Себастьян повернул безвольную кисть Мадлен ладонью вниз, и опущенные кончики ее пальцев коснулись его ладони.
– Итак, согласно принятым в обществе правилам, тебе представили некоего джентльмена. Подать ему руку надо вот так. – В голосе Себастьяна зазвучали менторские нотки, которые Мадлен уже успела возненавидеть. – Пальцы должны быть опущены вниз, свисать, как бутоны глицинии со стебля. – Себастьян слегка приподнял руку Мадлен. – Вот так, видишь?
– Да, – пробормотала Мадлен и улыбнулась, несмотря на досаду.
– Отлично. Джентльмен учтиво подносит твою руку к губам и склоняется над ней. – Объяснения Себастьян подкрепил наглядным примером, но прежде, чем дотронуться губами до ладони Мадлен, он вдруг выпрямился. – Как видишь, тебя поприветствовали самым учтивым образом.
Мадлен нахмурилась:
– Но ведь это был не поцелуй.
– Правильно, не поцелуй. Это приветствие, всего лишь знак уважения. Он позволяет мужчине быть в равной мере галантным и с хилыми, и с тучными женщинами, и с красавицами, и с дурнушками. Вижу, ты уже смеешься. Это хорошо.
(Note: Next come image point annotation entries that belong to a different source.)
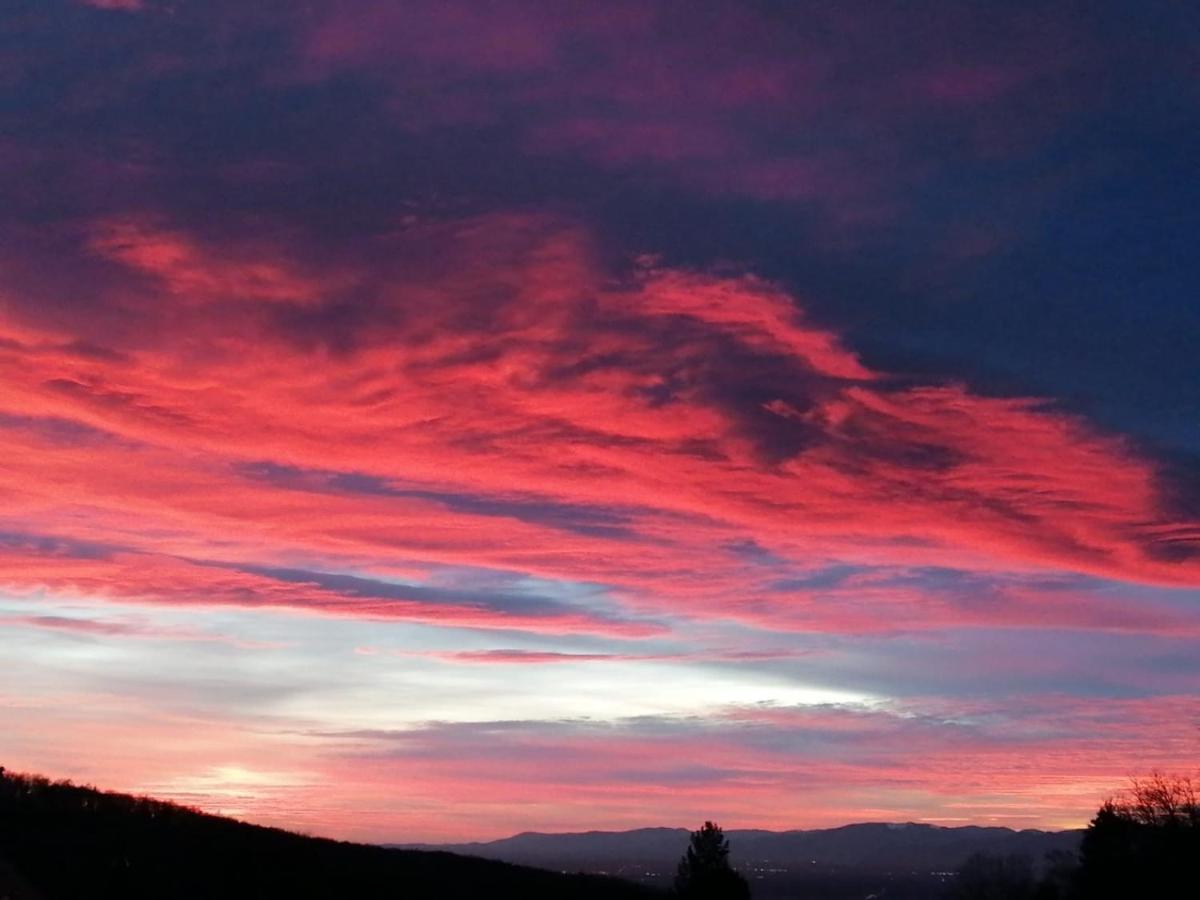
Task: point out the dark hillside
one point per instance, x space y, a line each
59 841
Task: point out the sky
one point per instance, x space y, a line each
433 420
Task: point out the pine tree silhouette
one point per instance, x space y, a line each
705 871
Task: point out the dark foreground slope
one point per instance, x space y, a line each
901 862
65 843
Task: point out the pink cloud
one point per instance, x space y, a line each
502 393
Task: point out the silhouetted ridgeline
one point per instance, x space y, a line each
64 843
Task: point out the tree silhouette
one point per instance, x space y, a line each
705 871
1144 844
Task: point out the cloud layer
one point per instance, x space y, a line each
508 360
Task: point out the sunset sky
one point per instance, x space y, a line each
438 419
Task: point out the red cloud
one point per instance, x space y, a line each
498 396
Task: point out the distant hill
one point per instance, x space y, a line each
856 856
64 843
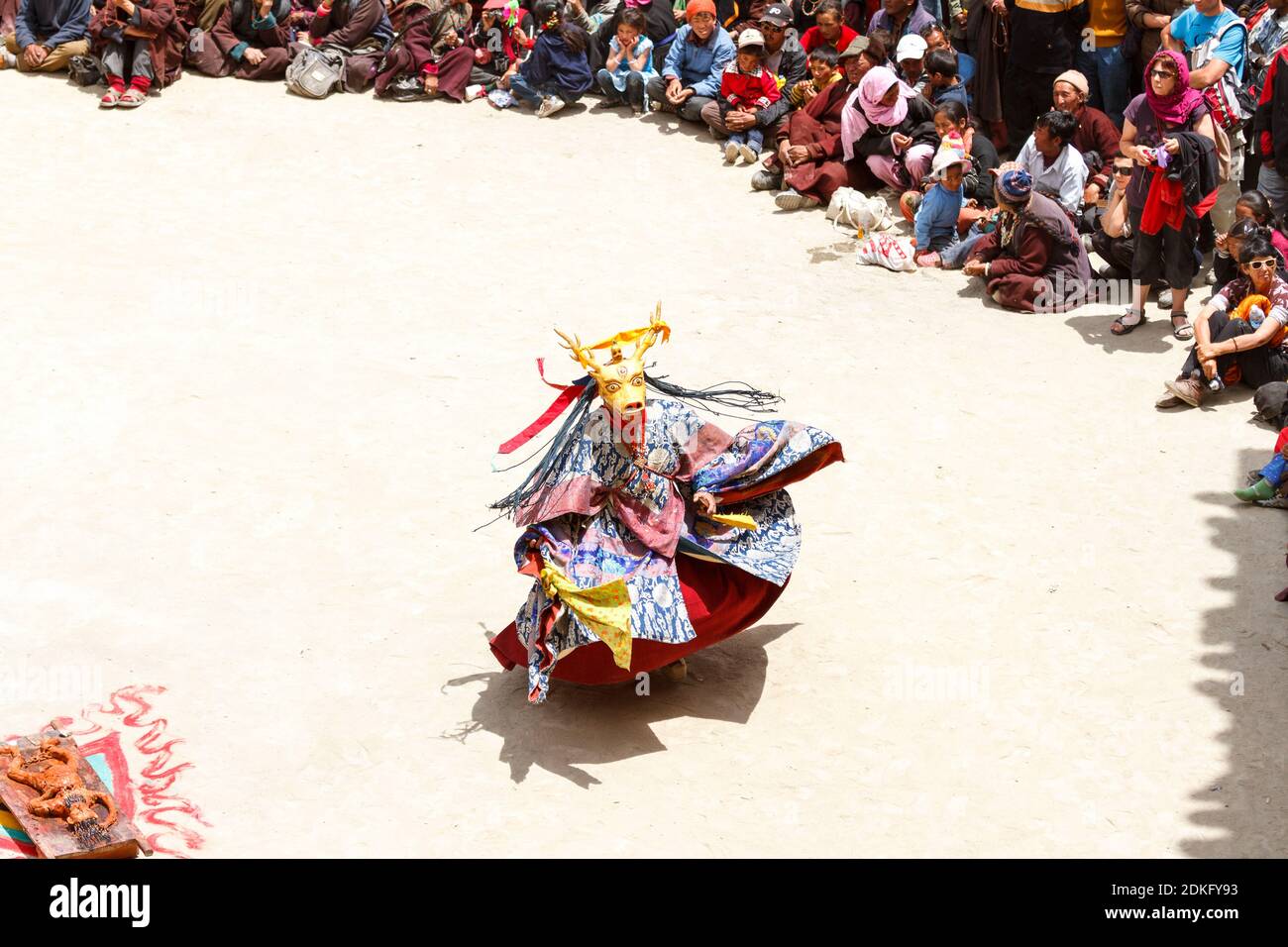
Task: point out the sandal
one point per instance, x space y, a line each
1184 331
1121 328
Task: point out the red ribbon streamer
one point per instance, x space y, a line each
567 395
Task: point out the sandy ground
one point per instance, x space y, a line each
258 352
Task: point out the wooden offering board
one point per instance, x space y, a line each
60 802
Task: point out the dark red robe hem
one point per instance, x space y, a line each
721 600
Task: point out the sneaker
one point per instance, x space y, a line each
1188 390
909 204
795 200
549 106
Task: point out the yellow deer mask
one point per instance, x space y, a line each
621 377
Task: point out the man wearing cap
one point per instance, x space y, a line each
910 56
1034 260
248 39
47 35
691 76
784 56
901 18
1043 39
1103 63
1096 138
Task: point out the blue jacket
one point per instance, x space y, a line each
699 67
52 22
936 218
553 62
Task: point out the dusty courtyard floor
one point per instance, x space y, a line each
258 354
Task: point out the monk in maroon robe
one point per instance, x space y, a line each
140 43
248 39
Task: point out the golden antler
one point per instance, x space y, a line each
657 330
580 352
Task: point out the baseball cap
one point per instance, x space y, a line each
777 14
911 47
859 44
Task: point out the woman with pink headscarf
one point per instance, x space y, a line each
892 128
1151 120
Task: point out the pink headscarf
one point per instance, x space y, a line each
1175 108
864 108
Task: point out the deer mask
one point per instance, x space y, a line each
621 377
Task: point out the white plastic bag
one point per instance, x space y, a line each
854 209
889 252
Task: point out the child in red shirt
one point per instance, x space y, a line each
748 86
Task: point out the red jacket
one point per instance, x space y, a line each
759 88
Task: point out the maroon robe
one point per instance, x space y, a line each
420 43
214 56
818 128
167 37
349 26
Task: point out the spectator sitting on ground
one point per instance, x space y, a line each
1236 343
1055 163
1096 137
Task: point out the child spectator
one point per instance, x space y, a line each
1056 166
1271 478
748 86
910 55
941 81
505 33
623 78
823 72
138 44
936 218
557 72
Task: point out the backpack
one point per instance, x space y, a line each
1229 102
316 71
84 69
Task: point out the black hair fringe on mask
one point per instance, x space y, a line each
735 394
561 449
732 394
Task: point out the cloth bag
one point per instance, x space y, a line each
889 252
854 209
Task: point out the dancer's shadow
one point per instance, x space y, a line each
580 725
1235 812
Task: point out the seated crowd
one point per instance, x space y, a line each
1147 132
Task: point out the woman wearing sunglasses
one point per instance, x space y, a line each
1237 338
1113 236
1168 106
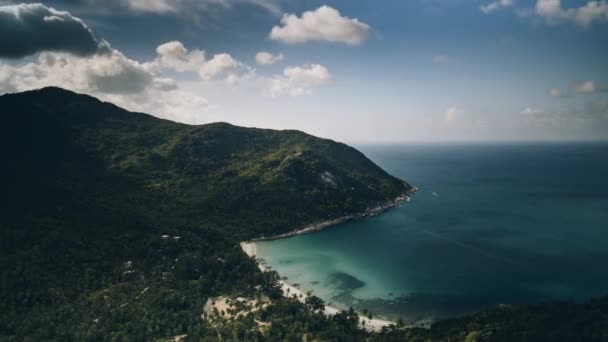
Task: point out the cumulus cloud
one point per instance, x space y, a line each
557 92
173 55
323 24
26 29
188 8
442 59
585 87
493 6
531 111
452 113
267 58
111 77
299 80
552 11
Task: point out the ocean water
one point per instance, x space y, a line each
493 224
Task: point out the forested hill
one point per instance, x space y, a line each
90 189
118 226
248 181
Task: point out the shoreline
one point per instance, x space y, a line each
314 227
249 247
290 291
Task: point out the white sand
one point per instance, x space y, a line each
375 324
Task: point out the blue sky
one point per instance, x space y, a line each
417 70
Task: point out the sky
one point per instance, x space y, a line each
353 71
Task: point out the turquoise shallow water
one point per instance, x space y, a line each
493 224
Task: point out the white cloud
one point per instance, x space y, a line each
493 6
267 58
110 77
298 81
552 11
173 55
27 29
452 113
152 6
323 24
442 59
585 87
556 92
531 111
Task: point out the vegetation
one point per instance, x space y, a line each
118 226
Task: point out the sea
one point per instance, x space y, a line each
494 224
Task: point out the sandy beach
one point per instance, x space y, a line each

Мадлен действительно улыбалась, но улыбку вызвали лукавые искры в глазах Себастьяна, а не его объяснения.
– Пойдем дальше. Улови разницу.
Он вновь поднял руку Мадлен и склонился над ней, но на этот раз она на миг почувствовала прикосновение теплых губ.
Выпрямившись, Себастьян усмехнулся:
– Ты заметила разницу, Миньон?
– Разумеется – вы поцеловали мне руку.
– Да, я и вправду прикоснулся к тебе. Но это делается лишь в том случае, если дама в перчатках.
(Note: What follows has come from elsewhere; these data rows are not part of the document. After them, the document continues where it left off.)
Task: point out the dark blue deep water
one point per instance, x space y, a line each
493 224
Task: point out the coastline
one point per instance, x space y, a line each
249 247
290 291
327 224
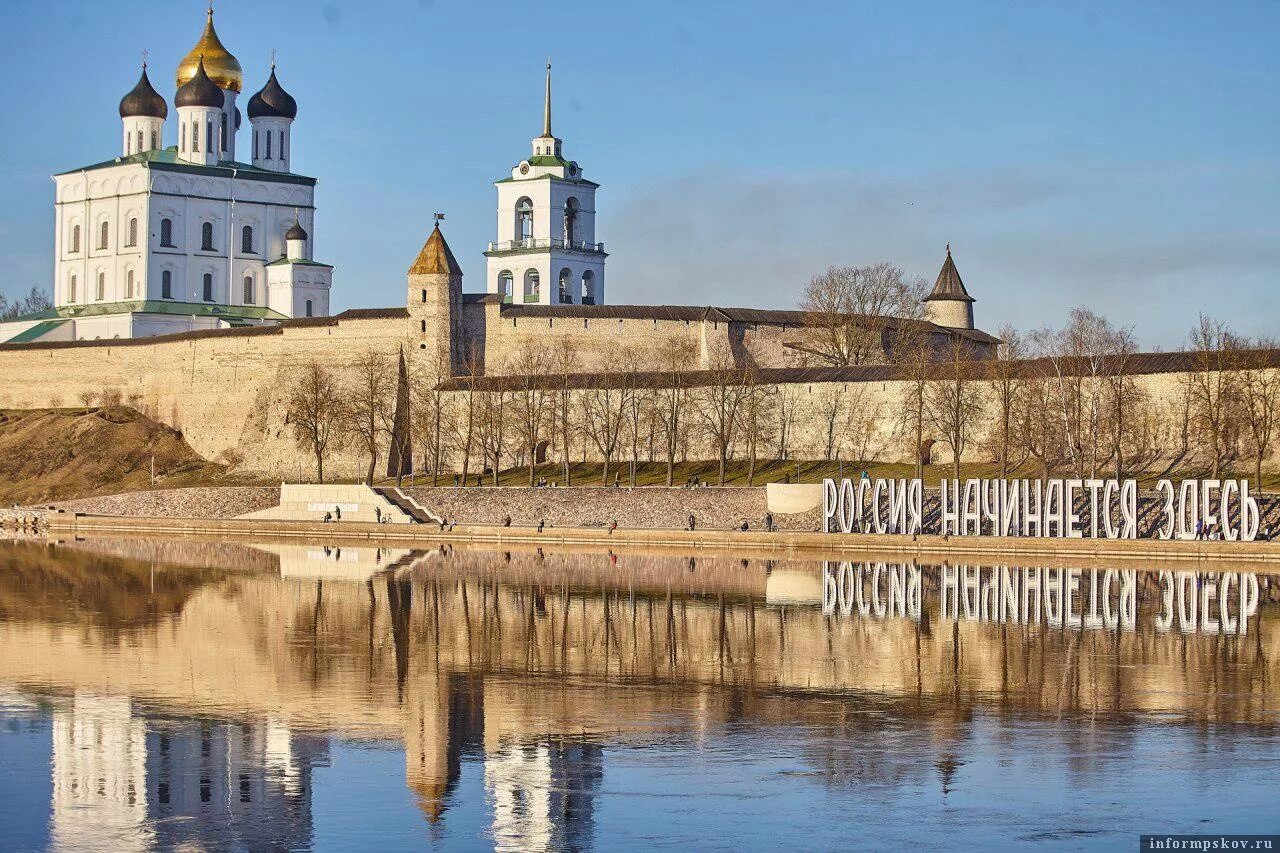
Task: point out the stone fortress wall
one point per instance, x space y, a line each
227 391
Мадлен недоуменно нахмурилась:
– Ничего не понимаю!
– Неужели? – Он придвинулся ближе, но держался настороженно. – Вся разница в прикосновении. Если дама позволила мужчине прикоснуться к обнаженной коже, он наверняка сделает вывод, что она благосклонно воспримет и другие вольности.
Мадлен рассмеялась и недоверчиво покачала головой:
– Вы шутите!
– Из какой коляски ты выпала, детка?
– Не смейте называть меня деткой! – раздраженно выпалила Мадлен. – Пусть я невежественна, но я далеко не дитя.
– Верно. – Себастьян перевел взгляд на вырез ее муслинового платья. – Ты не дитя. Прошу простить меня, мадемуазель. Итак, продолжим. Существуют знаки внимания, которые ты не должна ни при каких обстоятельствах принимать от мужчины в присутствии посторонних. Пока он не выразит тебе уважения в виде цветов, духов, драгоценностей, не позволяй никаких интимных жестов. А если этот мужчина тебе не нравится, твердо отказывай ему в подобных жестах, несмотря на все знаки внимания.